Completion of ETS1535C prepares students for entry-level and advanced technical roles in Florida's manufacturing, utilities, and process industries. Relevant career pathways include:

• Instrumentation and Control Technician – Install, calibrate, and maintain process instruments and control systems in industrial facilities.
• PLC / Automation Technician – Program and maintain PLCs, HMIs, and automated machinery on production floors.
• Process Control Operator – Monitor and adjust automated systems in chemical, water/wastewater, food & beverage, or energy facilities.
• SCADA Technician – Support supervisory control and data acquisition systems for utilities and infrastructure.
• Maintenance Electrician (Industrial) – Perform electrical troubleshooting and preventive maintenance on automated systems.
• Manufacturing Engineering Technician – Assist engineers in designing, testing, and optimizing automated production processes.

This course also supports progression into advanced programs in electrical engineering technology, mechatronics, and industrial management at Florida colleges and universities.

Special Information

Certification Preparation: The content of this course aligns with industry-recognized certification pathways, including:

• ISA Certified Control Systems Technician (CCST) – Level I: Covers process measurement, control loop theory, and instrumentation fundamentals addressed in this course.
• Rockwell Automation (Allen-Bradley) PLC Programming Certifications: Laboratory exercises using RSLogix/Studio 5000 support preparation for vendor-specific credentials.
• OSHA 10-Hour General Industry: Safety content including lockout/tagout and electrical safety aligns with OSHA 10 competencies; some programs incorporate OSHA 10 card completion.
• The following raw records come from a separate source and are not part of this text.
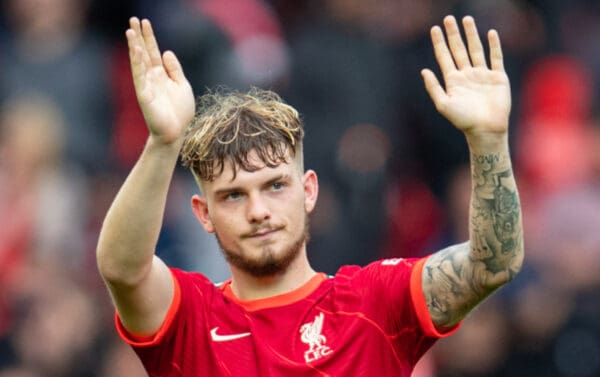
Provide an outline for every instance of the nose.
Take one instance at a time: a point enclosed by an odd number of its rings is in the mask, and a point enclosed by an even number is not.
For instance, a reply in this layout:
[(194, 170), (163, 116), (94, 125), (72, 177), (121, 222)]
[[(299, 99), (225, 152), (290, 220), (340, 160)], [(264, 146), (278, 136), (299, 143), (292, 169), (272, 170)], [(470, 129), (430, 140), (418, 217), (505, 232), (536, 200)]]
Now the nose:
[(250, 223), (261, 223), (271, 217), (269, 206), (260, 195), (250, 195), (247, 204), (246, 216)]

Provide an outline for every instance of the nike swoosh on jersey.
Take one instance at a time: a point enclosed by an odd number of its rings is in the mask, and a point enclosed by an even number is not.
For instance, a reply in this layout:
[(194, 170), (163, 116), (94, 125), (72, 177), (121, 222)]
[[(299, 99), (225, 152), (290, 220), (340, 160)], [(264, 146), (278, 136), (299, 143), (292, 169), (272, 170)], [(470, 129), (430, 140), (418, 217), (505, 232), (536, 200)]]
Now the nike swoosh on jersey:
[(220, 334), (217, 334), (217, 330), (219, 330), (218, 326), (215, 327), (214, 329), (210, 330), (210, 337), (214, 342), (228, 342), (230, 340), (236, 340), (236, 339), (244, 338), (246, 336), (251, 335), (249, 332), (243, 332), (243, 333), (239, 333), (239, 334), (220, 335)]

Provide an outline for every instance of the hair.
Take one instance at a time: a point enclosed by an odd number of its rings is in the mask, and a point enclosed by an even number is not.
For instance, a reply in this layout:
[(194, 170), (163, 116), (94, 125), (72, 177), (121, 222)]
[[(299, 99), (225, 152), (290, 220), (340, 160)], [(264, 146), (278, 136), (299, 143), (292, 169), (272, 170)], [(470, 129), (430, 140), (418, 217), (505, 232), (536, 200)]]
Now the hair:
[(248, 92), (218, 89), (199, 97), (196, 116), (187, 129), (181, 161), (198, 181), (213, 181), (231, 163), (255, 171), (263, 165), (250, 160), (255, 151), (260, 162), (276, 167), (299, 157), (302, 163), (304, 130), (298, 111), (269, 90)]

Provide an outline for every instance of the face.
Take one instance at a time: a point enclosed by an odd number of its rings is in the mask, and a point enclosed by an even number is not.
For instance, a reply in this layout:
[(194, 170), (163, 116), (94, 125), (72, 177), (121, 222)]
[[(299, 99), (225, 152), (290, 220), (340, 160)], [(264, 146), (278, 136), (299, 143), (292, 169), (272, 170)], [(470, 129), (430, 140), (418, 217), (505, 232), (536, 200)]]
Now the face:
[[(256, 156), (251, 153), (251, 159)], [(302, 173), (289, 159), (275, 168), (256, 171), (233, 169), (202, 185), (204, 197), (194, 196), (196, 217), (219, 245), (233, 268), (252, 276), (271, 276), (286, 271), (306, 253), (308, 214), (312, 212), (318, 183), (313, 171)]]

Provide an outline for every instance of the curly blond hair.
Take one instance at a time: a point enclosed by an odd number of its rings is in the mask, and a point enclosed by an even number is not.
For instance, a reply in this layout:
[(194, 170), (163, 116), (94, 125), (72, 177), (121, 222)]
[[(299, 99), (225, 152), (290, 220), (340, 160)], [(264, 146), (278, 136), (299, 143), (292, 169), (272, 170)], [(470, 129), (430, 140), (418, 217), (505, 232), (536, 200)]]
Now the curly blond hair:
[(218, 89), (198, 98), (181, 161), (199, 182), (214, 180), (227, 162), (232, 163), (234, 178), (237, 169), (259, 169), (262, 166), (248, 158), (251, 151), (264, 166), (275, 167), (297, 155), (302, 165), (303, 137), (298, 111), (276, 93), (258, 88), (244, 93)]

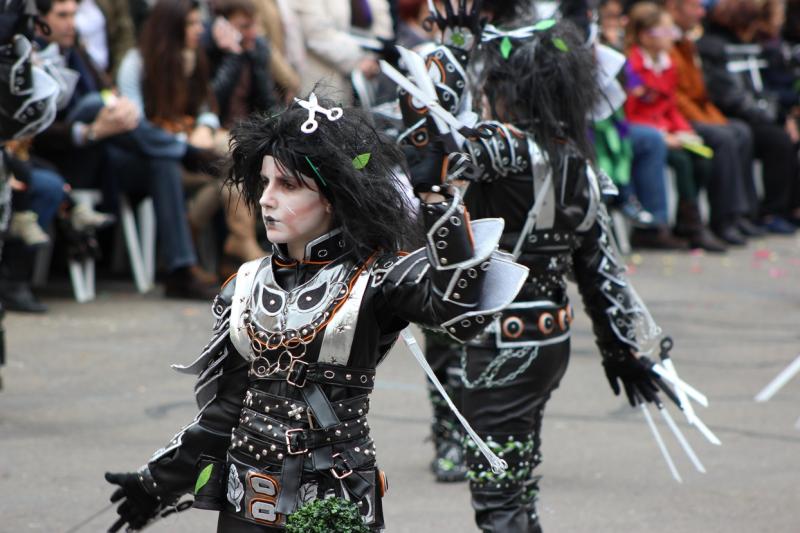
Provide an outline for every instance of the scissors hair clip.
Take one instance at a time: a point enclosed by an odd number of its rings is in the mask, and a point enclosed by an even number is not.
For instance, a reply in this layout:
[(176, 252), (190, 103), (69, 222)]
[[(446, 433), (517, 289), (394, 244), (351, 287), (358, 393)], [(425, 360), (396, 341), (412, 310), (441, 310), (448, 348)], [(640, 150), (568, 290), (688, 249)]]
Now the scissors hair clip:
[(317, 95), (314, 93), (311, 93), (308, 96), (308, 100), (295, 98), (294, 101), (297, 102), (300, 107), (308, 110), (308, 119), (300, 126), (300, 131), (303, 133), (314, 133), (317, 131), (317, 128), (319, 127), (319, 122), (317, 122), (317, 113), (325, 115), (331, 122), (339, 120), (344, 114), (344, 111), (342, 111), (341, 107), (325, 109), (319, 105)]

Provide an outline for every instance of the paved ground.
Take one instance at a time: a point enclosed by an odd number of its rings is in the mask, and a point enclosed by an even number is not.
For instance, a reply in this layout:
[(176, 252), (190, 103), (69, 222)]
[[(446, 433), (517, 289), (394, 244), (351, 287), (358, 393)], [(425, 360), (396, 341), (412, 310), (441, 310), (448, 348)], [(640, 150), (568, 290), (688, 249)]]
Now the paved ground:
[[(641, 413), (610, 394), (581, 314), (545, 420), (546, 531), (800, 531), (800, 376), (769, 403), (752, 399), (800, 352), (800, 240), (768, 239), (724, 257), (630, 260), (639, 292), (676, 338), (683, 377), (710, 397), (701, 414), (723, 446), (684, 425), (708, 474), (693, 471), (670, 438), (684, 476), (675, 483)], [(139, 296), (127, 284), (99, 289), (94, 303), (62, 292), (47, 299), (44, 317), (8, 317), (0, 532), (76, 531), (106, 504), (104, 471), (138, 467), (193, 416), (191, 379), (168, 364), (205, 343), (208, 306)], [(391, 481), (389, 531), (474, 531), (466, 487), (437, 485), (427, 471), (421, 370), (397, 348), (378, 375), (371, 425)], [(104, 531), (112, 514), (77, 531)], [(213, 531), (213, 523), (211, 513), (191, 511), (152, 531)]]

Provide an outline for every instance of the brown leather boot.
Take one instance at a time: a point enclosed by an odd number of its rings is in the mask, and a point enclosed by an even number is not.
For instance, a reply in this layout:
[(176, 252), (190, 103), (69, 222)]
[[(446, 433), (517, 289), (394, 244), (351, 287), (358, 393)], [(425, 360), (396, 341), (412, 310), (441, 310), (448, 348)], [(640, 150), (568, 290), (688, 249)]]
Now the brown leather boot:
[(700, 207), (696, 200), (682, 199), (678, 201), (675, 235), (688, 239), (689, 246), (692, 248), (701, 248), (707, 252), (717, 253), (727, 250), (725, 244), (703, 224)]
[(631, 246), (650, 250), (688, 250), (689, 243), (675, 237), (667, 227), (634, 228)]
Lab Component: As a "C" (combined lecture/lab) course, a significant portion of instructional time is devoted to hands-on laboratory work. Students should expect to work directly with live process control trainers, PLC hardware, and instrumentation equipment. Appropriate closed-toe shoes and adherence to laboratory safety policies are required.

Industry Alignment: Course content is aligned with the Florida Department of Education's Advanced Manufacturing and Engineering Technology program frameworks and supports stackable credentials leading to Associate in Science (A.S.) degrees in Electronics Engineering Technology or Industrial Management Technology at participating Florida colleges.